Friday, April 08, 2005

Half asleep under my malong while the bus from General Santos sped by Digos, my phone rang to the beat of "I love rock n' roll." It was Erik asking whether I got to see the papal funeral. Unfortunately not.

It was actually one of my concerns before I went off to Isulan to get to Tubak in Lake Sebu to visit a community we were sponsoring there. More than seeing him as a Catholic figurehead, the Pope appealed to me more because of his faith, his genuineness and sincerity. He was someone I wished I could be, thus, his death moved me as much as his life.

I would have wanted to witness history unfold. But then as I told Erik, I would console myself with the fact that I was trying to live a life exuding the Pope's faith and Christ's love. So far from their own greatness and sincerity, each step I take to and from the mountains may just be a step closer to their own examples.

While reading the Inquirer, I had a sense of pride remembering the name of the program I am working for -- Pope John Paul II Program for Children's Concern. Again, like I told Erik, that would be a good motivation to love my job more.

I thank God to have given us the Pope, who led his life following and loving Christ. His life and death gave us a concrete mirror of how Christ was in His time. To know that THAT kind of sincerity and love and faith does exist and not something only a God's Son can do.

And Karol Wojtyla and Jesus may be feeling good things saints and Gods feel right now when the world is literally at peace and united today. As I am. Though I may not be a witness... the thought of it is beautiful and hopeful.

Monday, April 04, 2005

Pope John Paul II, Karol Wojtyla, has finally united with the Father.

Now that many stories are being revealed about him, I am constantly overwhelmed by his goodness of heart. And seeing the entire world weep for a single man... it is beautiful. The Father and the Pope are probably smiling with joy seeing the world united in prayer.

At the back of my mind, if the Pope was this good then I could barely imagine the goodness of Christ. Wala lang. Pope has succeeded in bringing the message of God then if I had a reaction like this.

Sigh. Thank you, Pope John Paul II for the service you have given us. You will remain dearly loved.

Saturday, April 02, 2005

Hahahaha! Aliw.

Anj Bacaltos Resurreccion's Aliases

Your movie star name: Chips Alberto
Your fashion designer name is Anj Milan
Your socialite name is Hyper Miami
Your fly girl / guy name is A Res
Your detective name is Cat St. Scho
Your barfly name is Coke Margarita
Your soap opera name is Bacaltos Peru
Your rock star name is Nerds Flash
Your star wars name is Anjtin Resdar
Your punk rock band name is The Sleepy Oscillator

The Pope is dying. I think this news isn't new to us anymore. There is a deep sadness I feel, almost on the verge of tears as I read the news. But then, having lost my father... there are times one has to let go.

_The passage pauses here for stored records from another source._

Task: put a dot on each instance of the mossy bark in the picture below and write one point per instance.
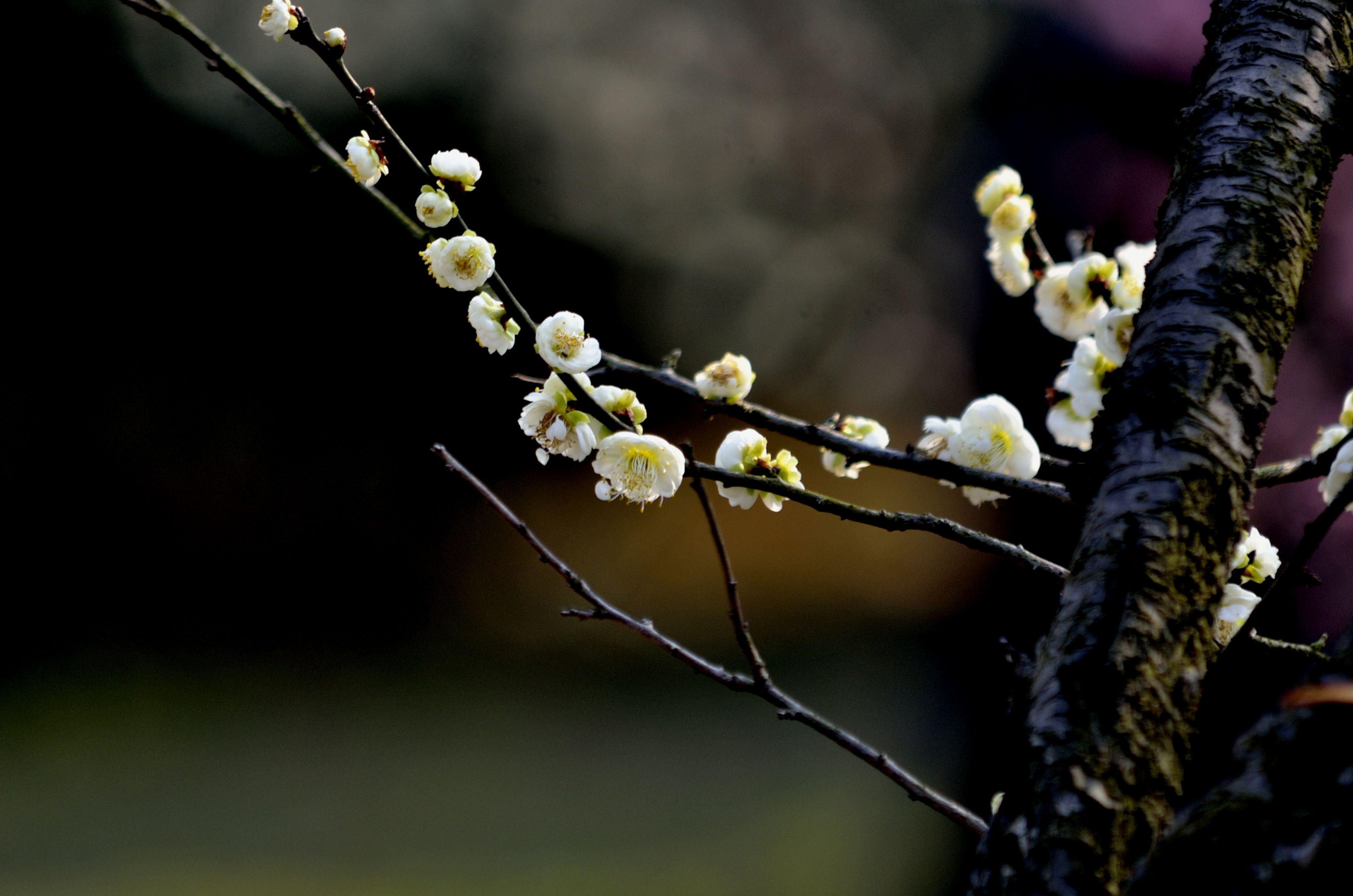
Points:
(1118, 676)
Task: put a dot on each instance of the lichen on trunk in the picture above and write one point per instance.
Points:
(1119, 673)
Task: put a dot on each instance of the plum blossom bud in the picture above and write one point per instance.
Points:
(1010, 266)
(1340, 473)
(458, 167)
(556, 429)
(1131, 274)
(990, 436)
(462, 263)
(1255, 557)
(745, 451)
(435, 207)
(1068, 428)
(1063, 313)
(639, 469)
(1083, 380)
(486, 317)
(622, 402)
(1011, 220)
(996, 187)
(278, 18)
(563, 344)
(366, 161)
(730, 378)
(862, 429)
(1114, 335)
(1236, 608)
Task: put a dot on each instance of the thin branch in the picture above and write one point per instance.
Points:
(1299, 469)
(890, 520)
(1310, 650)
(789, 709)
(218, 60)
(1294, 569)
(735, 607)
(827, 438)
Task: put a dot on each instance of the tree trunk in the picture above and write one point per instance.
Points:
(1118, 676)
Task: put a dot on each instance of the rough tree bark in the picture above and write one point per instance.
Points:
(1118, 676)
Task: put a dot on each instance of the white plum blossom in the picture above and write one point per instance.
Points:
(1234, 609)
(563, 343)
(558, 429)
(1068, 428)
(1131, 274)
(1114, 335)
(745, 451)
(1256, 557)
(730, 378)
(1083, 378)
(486, 317)
(622, 402)
(996, 187)
(990, 436)
(1340, 473)
(1010, 266)
(435, 207)
(458, 167)
(366, 161)
(462, 263)
(862, 429)
(639, 469)
(1063, 313)
(276, 19)
(1011, 220)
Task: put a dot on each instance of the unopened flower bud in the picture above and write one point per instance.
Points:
(458, 167)
(435, 207)
(278, 18)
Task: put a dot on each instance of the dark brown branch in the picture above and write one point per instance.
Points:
(1298, 470)
(833, 441)
(218, 60)
(789, 709)
(1118, 677)
(735, 607)
(888, 520)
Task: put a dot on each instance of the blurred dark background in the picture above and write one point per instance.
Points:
(259, 642)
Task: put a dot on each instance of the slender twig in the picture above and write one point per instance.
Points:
(827, 438)
(1298, 469)
(890, 520)
(1310, 650)
(742, 631)
(218, 60)
(1294, 567)
(789, 709)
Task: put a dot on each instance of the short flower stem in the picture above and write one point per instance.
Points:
(890, 520)
(789, 709)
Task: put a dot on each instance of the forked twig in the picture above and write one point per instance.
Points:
(788, 707)
(735, 607)
(890, 520)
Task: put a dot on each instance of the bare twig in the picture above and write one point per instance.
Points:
(890, 520)
(1310, 650)
(735, 607)
(1299, 469)
(827, 438)
(789, 709)
(218, 60)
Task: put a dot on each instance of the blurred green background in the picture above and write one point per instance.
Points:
(258, 642)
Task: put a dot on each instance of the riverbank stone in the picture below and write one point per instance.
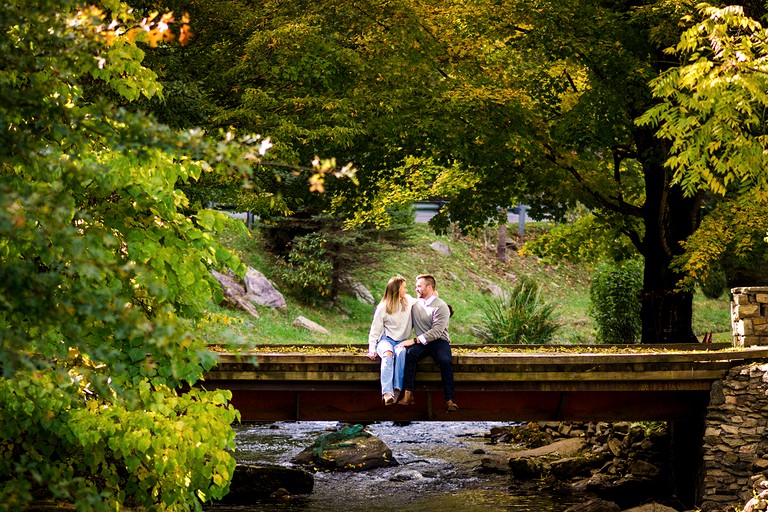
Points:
(349, 449)
(255, 482)
(596, 505)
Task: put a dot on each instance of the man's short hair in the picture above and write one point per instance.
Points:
(429, 278)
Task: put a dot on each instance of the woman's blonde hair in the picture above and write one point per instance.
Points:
(391, 299)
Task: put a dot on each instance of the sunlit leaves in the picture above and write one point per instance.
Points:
(100, 256)
(714, 105)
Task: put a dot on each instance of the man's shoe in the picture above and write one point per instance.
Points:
(407, 398)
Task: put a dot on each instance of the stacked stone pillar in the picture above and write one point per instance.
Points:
(735, 448)
(749, 316)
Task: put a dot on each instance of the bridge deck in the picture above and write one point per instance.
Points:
(670, 383)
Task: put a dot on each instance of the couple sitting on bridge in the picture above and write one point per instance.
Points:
(396, 316)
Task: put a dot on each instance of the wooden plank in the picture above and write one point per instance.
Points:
(300, 376)
(479, 406)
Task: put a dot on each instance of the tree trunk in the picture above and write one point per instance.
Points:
(501, 246)
(670, 218)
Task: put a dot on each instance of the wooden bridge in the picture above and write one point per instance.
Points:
(664, 383)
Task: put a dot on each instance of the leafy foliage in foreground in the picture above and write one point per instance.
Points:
(98, 266)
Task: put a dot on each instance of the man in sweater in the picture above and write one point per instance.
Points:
(430, 316)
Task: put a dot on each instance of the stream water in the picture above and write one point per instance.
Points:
(436, 471)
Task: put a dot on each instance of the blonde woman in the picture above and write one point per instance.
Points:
(390, 328)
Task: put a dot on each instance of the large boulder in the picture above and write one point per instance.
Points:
(349, 449)
(235, 295)
(597, 505)
(254, 482)
(261, 291)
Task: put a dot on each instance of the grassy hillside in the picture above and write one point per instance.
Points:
(462, 280)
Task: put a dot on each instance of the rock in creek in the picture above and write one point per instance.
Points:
(349, 449)
(597, 505)
(254, 482)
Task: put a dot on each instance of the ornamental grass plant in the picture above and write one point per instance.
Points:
(519, 316)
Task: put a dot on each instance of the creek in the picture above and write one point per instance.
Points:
(436, 471)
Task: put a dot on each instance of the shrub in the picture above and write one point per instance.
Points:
(519, 316)
(615, 301)
(308, 269)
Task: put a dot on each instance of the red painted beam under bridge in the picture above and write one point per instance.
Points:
(663, 385)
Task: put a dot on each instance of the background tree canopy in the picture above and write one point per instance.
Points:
(105, 244)
(482, 103)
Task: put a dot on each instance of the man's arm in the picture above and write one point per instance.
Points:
(440, 317)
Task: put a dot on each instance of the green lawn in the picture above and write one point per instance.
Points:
(462, 280)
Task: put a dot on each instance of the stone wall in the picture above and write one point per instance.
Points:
(735, 439)
(749, 316)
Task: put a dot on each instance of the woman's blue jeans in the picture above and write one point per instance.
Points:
(392, 367)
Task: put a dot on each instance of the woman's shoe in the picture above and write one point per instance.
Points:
(407, 398)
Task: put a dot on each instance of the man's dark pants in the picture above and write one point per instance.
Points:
(440, 350)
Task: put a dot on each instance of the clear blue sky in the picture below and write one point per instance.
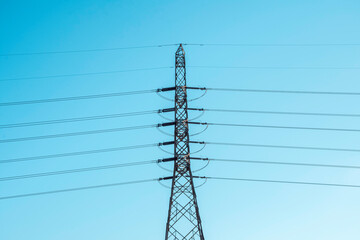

His loss will be deeply mourned not only by Catholics, but other religions as well. He was a most charismatic man whose heart was genuine despite being seen by many through television. And for someone to project sincerity through screens, he must really be a good, good man. Sigh.

My other prayer is that the next Pontiff be as charismatic and as intelligent as Pope John Paul II was. The next Pontiff has very big shoes to fill.

Pope, we love you. Diretso ka na siguro sa langit sa dami ng nagdadasal para sa iyo. Pray for our country you loved.

*****

Norman Black is now coach of Ateneo Blue Eagles. Yahoo! I know you tried Sandy but there is still much you have to learn.